Oracle Web Application Server 3.0 has been replaced by version 4.0, which is called Oracle Application Server. Oracle Application Server is designed to enable organizations to deploy and manage applications on a single server, rather than on hundreds or thousands of desktop PCs (the case in a two-tier architecture). Oracle Application Server 4.0 is designed to support all types of network clients, serving as a central point of access to any database, application, or legacy system.

All features of version 3.0 are available in 4.0, including backward compatibility with all cartridges. Version 4.0 also has several new cartridges, including new Oracle Call Interface (OCI) cartridge for native access to Oracle databases, an ODBC cartridge for access to any third-party database, and a new Rdb cartridge for access to Oracle Rdb database applications. A COBOL cartridge, made by Fujistu Corporation, enables access to COBOL applications. The AppBuilder wizard, made by Borland, provides designers with step-by-step help for designing Web applications.

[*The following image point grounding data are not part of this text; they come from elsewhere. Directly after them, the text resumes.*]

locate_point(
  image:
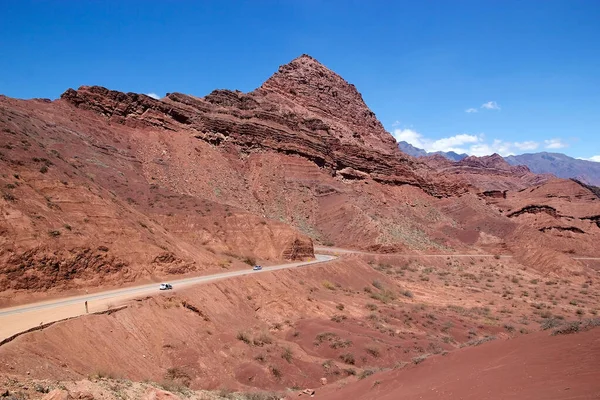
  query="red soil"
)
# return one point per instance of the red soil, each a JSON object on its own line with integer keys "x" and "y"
{"x": 536, "y": 366}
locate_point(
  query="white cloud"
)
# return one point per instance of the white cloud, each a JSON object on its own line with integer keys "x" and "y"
{"x": 490, "y": 105}
{"x": 452, "y": 142}
{"x": 528, "y": 145}
{"x": 593, "y": 158}
{"x": 476, "y": 145}
{"x": 409, "y": 136}
{"x": 555, "y": 144}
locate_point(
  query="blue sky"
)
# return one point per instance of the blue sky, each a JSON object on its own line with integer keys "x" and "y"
{"x": 528, "y": 71}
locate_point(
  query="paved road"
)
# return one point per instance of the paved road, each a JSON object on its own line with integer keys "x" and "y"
{"x": 336, "y": 250}
{"x": 152, "y": 288}
{"x": 18, "y": 319}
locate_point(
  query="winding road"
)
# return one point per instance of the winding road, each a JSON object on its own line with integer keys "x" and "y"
{"x": 20, "y": 318}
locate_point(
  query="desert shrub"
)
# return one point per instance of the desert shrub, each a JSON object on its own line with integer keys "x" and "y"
{"x": 244, "y": 337}
{"x": 340, "y": 344}
{"x": 420, "y": 359}
{"x": 8, "y": 196}
{"x": 373, "y": 351}
{"x": 259, "y": 396}
{"x": 348, "y": 358}
{"x": 249, "y": 260}
{"x": 262, "y": 339}
{"x": 477, "y": 342}
{"x": 287, "y": 354}
{"x": 570, "y": 327}
{"x": 385, "y": 296}
{"x": 325, "y": 336}
{"x": 366, "y": 373}
{"x": 276, "y": 372}
{"x": 338, "y": 318}
{"x": 328, "y": 285}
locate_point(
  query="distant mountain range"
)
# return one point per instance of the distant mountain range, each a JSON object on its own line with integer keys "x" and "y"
{"x": 416, "y": 152}
{"x": 557, "y": 164}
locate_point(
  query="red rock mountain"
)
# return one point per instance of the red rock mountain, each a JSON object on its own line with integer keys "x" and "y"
{"x": 102, "y": 187}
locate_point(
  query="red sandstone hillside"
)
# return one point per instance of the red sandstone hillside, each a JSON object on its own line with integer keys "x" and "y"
{"x": 487, "y": 173}
{"x": 102, "y": 187}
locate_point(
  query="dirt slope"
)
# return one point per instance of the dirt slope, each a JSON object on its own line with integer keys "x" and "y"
{"x": 530, "y": 367}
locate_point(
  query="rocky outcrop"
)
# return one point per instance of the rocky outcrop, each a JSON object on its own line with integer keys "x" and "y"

Using Oracle Web Application Server Cartridges

This section explains major features of two commonly used cartridges: PL/SQL and the Java cartridge. To understand the functioning of the cartridges, you need to understand the architecture of the Web Server. The Oracle Web Application Server has three major components:

• HTTP listeners (daemons on UNIX). The HTTP daemon (UNIX) or listener component is a process that listens for requests from clients. The listener uses HTTP to communicate with clients and can accept connections on one or more IP address/port combinations. You can specify the port on which you want the listener or daemon to listen on. Normally, port 8888 or 9999 is the default port for administration of the Web Server.
• Web request brokers (WRB). WRBs are software components that are implemented as CORBA-compliant object request brokers. (CORBA is a industry standard for request brokers.) WRBs can send requests to and get responses from applications running on machines on the network. One WRB keeps track of execution of the entire system. It handles load-balancing tasks, tracks global resources such as available cartridges, and provides several system services that the cartridges can use.
• Cartridges (also called server-side applications). Cartridges, in this sense, are server-side applications that handle cartridge-specific requests from clients. Each cartridge functions independently. An application can be designed by using several cartridges, depending on the cartridge-specific requests. On one Web Application Server, you can have multiple cartridge instances for each cartridge type. The number of cartridge instances you choose to create and deploy would depend on your application and business needs.

Web Application Server comes bundled with several cartridges, of which the following are just some:

• Java Cartridge. This is needed to run Java applications on the server-side.
• PL/SQL Cartridge. This cartridge handles requests that need to run PL/SQL procedures, functions, and packages on the Oracle server.
• LiveHTML Cartridge. This cartridge parses HTML documents that contain server-side include (SSI) extensions.
• Oracle Worlds Cartridge. This cartridge enables designers to build dynamic three-dimensional worlds and environments by using VRML.
• Perl Cartridge. This runs Perl scripts.
• ODBC Cartridge. This enables connectivity to ODBC-compliant relational databases.

Handling Requests

When the Web Application Server receives a request from a client, the listener component processes the request first and determines how it should handle the request. If the request is for a static file (a file that exists on a file system), the listener fetches the file from the operating system and sends it to the client. If the request is to execute a CGI (Common Gateway Interface) file/script, the listener executes the file and sends the results back to the client.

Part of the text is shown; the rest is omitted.